SGD Optimizer - Implementation and Testing:-09 Jul 2018
In this blog post, I will be explaning the implementation of the SGD Optimizer with and without momentum approach. I will also be explaning the methodology I used for testing the correctness of the optimizer.
Stochastic Gradient Descent is the one of the basic optimization algorithms that is used for training the Deep Neural Networks. I have implemented the SGD Optimization algorithm with and without momentum method. The finalized class diagram for the VOptimizer class and the TSGD class, which is derived from the VOptimizer class is shown below,
Step() function is implemented in the base class VOptimizer. And the
UpdateWeights() and UpdateBiases() functions are pure virtual functions. So other optimizer classes extending from the base class VOptimizer, for example: TSGD class must implement the
UpdateWeights() and UpdateBiases() functions. The
fPastWeightGradients and fPastBiasGradients store the accumulation of the past weight and past bias gradients respectively.
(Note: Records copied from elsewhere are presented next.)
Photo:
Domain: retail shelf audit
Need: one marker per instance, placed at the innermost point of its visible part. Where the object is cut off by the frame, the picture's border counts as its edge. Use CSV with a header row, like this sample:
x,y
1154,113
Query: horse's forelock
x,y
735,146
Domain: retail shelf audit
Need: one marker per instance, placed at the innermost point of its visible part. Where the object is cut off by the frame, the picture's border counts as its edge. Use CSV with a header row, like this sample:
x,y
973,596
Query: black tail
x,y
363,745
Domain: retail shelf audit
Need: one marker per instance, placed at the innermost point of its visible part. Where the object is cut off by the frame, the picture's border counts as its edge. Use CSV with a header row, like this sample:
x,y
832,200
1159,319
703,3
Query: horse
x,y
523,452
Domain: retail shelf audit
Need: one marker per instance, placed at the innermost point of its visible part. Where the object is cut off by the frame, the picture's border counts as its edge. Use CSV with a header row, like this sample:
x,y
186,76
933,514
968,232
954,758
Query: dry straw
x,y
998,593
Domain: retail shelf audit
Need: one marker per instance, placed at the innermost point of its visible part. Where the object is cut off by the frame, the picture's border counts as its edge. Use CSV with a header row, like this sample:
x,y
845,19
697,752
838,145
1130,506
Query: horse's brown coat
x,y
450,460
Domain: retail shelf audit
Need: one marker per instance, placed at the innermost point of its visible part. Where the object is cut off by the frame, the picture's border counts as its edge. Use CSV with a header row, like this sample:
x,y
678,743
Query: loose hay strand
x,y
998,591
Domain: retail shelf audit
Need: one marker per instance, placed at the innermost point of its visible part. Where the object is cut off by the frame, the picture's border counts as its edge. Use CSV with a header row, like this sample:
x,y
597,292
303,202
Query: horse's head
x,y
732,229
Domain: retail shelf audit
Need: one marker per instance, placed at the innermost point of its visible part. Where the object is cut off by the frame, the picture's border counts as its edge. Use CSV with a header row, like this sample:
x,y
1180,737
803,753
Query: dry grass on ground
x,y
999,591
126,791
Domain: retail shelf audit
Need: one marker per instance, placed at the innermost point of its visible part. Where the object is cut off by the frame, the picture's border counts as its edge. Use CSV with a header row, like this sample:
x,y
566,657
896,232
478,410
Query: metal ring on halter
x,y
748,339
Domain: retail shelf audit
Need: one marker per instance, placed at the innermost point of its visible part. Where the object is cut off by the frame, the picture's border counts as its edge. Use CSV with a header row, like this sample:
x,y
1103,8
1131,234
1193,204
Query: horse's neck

With Stochastic Gradient Descent we don’t compute the exact derivative of our loss function. Instead, we’re estimating it on a small batch. This means we’re not always going in the optimal direction, because our derivatives are ‘noisy’. So, exponentially weighed averages can provide us a better estimate which is closer to the actual derivative than our noisy calculations. This is one reason why momentum might work better than classic SGD.
The other reason lies in ravines. Ravine is an area, where the surface curves much more steeply in one dimension than in another. Ravines are common near local minimas in deep learning and SGD has troubles getting out of them. SGD will tend to oscillate across the narrow ravine since the negative gradient will point down one of the steep sides rather than along the ravine towards the optimum. Momentum helps accelerate gradients in the right direction.
Thus, the momentum update is implemented as follows, ( similar to the tensorflow implementation )
accumulation = momentum * accumulation + gradient variable -= learning_rate * accumulation
So, one step of update is performed as,
Testing the Optimizer:
And now, for testing the optimizer, there is no exact methodology that can be used. One possible approach would be to test the convergence of the training and testing error during the training procedure. So the unit tests is created as follows,
Let, X = Random Matrix ( nSamples x nFeatures ),
K = Random Matrix ( nFeatures x nOutput ),
Y = X * K ( nSamples x nOutput ) ( Generated one ).
I created a simple 3 layer DeepNet with the following architecture,
The above figures shows the convergence of the training and testing errors for the SGD optimizer without and with momentum during the unit tests.
Another method is to create a identity matrix I = Identity Matrix ( batchSize x nFeatures ) and give this as Input to the DeepNet and forward it and get the output at the last layer. Let this output be Y’ ( batchSize x nOutput ).
Now, Since the DeepNet is trying to mimic the function Y = X * K, this output Y’ should be equal to K. For this to be true, there is one constrain to be satisfied that the batchSize and nFeatures should be equal so that we can construct the Identity Matrix I as a square matrix with diagonal elements being equal to 1.0. And I got the following results by comparing the Y’ with K.